I learned that I had forgotten how hard mum worked as a carer as I spent time in the care home and watch how hard the staff work and how compassionate they are - they're not only caring for mum and her other 14 neighbours but they are sounding boards for us families when we are having days we are struggling. They do not get the recognition the deserve.

I learned that we still dont know enough about Dementia - we are still hearing the phrase 'its possibly just the Dementia progressing'. Lets not use the word probably lets make it a certainity and see how we can help with this stage and make those living with it more comfortable. I can't bare to see my mum upset everyday but apparantly that's just the Dementia so deal with it.

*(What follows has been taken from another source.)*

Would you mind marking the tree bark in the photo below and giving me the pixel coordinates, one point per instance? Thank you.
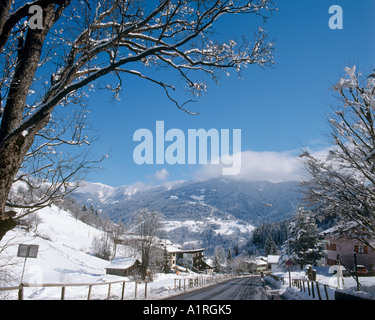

I learned we still have to fight for the rights of those living with Dementia. Mum went from being told by the optician she had perfect eyesight(despite for as long as I can remember she always wore glasses) untill a family member could sit in on a visit and it was discovered she needed a stronger prescription, cataracts and possible glaucoma. I hate to think it but that first visit minus a family member I dont believe she was given a proper examination as she can't communicate or follow instructions.

I have learned to appreciate the small things in life as it can be taken away from you in the blink of eye. I never thought I would miss my sleepless Wednesday night visit to mum and dads but I do. I miss hearing my mum shuffle along the hallway at 2am and trying to help her back to bed - now someone else is doing that not me or dad.

I have learned that the public perception on Dementia still does not represnt the journey my mum has had and I struggle to convey the difficulties she went through and explain it properly to people.

I learned as family we may not have realised what we were actually doing to look after mum as we just did it and it became our norm.

I learned the system does NOT care for carers , we are suffering and they forget this. I still can't get over how my dad was treated when mum moved to a care home - no support NOTHING! All those years married, all those years caring and NOTHING as if their marriage didnt exist. I will never forgive the way that was handled and maybe this is where I need to start with my campaigning next year.

I learned that I needed some time to deal with the huge change that happened this year and I am ready to get back on it in 2019 and see how I can help mum, dad , my family and others more.

I am not looking back in sadness but looking forward in a positive to 2019 and fight the fight for mum.

Have a good one when it comes whereve you are whatever your doing.